Earlier this year, Finetech participated in the IMAPS Advanced Packaging for Medical Microelectronics Workshop in San Diego, and it did not disappoint.
It was great to see that several technical presentations referenced Finetech in multiple, equally interesting bio-medical applications. A Lawrence Livermore National Labs presentation described the development of an artificial retina which utilizes semiconductor technology to deliver a bio-compatible electronic package containing the electronics for stimulating the retina. I also learned more about glucose sensing technology embedded onto a contact lens, where a small glucose sensor, in combination with a chip and antenna, are used to help diabetic patients wirelessly monitor their glucose levels. Other technical sessions discussed some of the challenges of bio-medical applications, including encapsulation and the process of getting FDA and other government regulation approvals completed and ready to manufacture in a higher volume.
In 2018, Finetech’s die bonding technology helped accelerate catheter capabilities. A catheter is defined as a thin tube made from medical grade materials that is inserted into the body to perform a wide range of surgical or diagnostic functions – they access the inner reaches of our bodies without painful, invasive open surgeries. The solution consisted of bonding multiple ultrasonic transducers onto a flex cable that was approximately 1.5 meters in length. These small MEMS die are bonded and bundled into a catheter, with each die providing a different function. As you can imagine, anything of that length will likely be inserted through an artery in the leg and moved up to the heart. Handling a flex circuit of that length always proves to be a challenge. Most equipment on the market was developed to handle more traditional, rigid printed circuits boards (PCB’s). Flex PCB’s are not “new” technology but today’s cutting-edge applications – like a smart catheter that shows real time 3D rendering of the organs inside the body – is truly evolutionary, not revolutionary.
Die bonding to flex or other types of circuits is not at all foreign to Finetech. Challenges always come into play when customers develop a new product utilizing established processes, like Thermo-Sonic or Thermo-Compression bonding but include a new “twist”. Reviewing a Bill of Material (BOM) is always our first step to help our customer understand what is and what’s not possible in terms of process and product development.

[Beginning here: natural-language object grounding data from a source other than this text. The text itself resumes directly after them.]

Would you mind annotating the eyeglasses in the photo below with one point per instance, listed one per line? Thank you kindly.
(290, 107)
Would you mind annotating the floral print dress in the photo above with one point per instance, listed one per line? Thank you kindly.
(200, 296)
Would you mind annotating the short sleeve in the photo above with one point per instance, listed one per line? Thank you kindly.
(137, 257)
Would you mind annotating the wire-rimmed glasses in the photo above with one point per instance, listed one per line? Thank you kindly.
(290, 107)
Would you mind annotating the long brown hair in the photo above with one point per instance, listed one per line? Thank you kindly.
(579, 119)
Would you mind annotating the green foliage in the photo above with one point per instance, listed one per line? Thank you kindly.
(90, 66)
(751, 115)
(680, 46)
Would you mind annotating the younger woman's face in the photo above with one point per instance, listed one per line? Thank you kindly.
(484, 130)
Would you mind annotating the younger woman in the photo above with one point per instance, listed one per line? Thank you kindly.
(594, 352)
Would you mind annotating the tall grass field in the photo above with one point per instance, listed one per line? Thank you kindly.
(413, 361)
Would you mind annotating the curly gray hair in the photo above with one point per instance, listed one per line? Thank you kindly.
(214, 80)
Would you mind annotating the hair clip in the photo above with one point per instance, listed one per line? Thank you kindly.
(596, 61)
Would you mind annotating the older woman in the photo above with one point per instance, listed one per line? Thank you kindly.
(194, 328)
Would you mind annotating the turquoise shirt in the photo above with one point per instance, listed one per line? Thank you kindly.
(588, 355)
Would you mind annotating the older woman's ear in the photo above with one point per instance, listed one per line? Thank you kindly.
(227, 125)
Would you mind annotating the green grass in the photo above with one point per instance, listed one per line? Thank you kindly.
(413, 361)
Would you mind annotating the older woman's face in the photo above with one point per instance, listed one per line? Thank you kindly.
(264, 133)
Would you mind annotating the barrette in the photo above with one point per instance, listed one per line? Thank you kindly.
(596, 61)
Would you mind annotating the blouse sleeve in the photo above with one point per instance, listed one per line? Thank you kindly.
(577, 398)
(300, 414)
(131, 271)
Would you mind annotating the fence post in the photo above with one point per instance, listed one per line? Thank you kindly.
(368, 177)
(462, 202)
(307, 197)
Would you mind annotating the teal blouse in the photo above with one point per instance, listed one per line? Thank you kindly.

Our die bonding expertise covers a full spectrum of applications and bio-medical is one of many business sectors that require precise die attach. Is bio-medical really any different from say, a LiDAR application? From our perspective, sure, but many similarities cross over the industry segments. Our first priority is to help customers understand process related solutions so they can be first to market. First to market is a big deal for investors and more importantly, for patients needing medical technology solutions. We are always up for a new challenge and ready to provide the time sensitive support often needed in the medical market.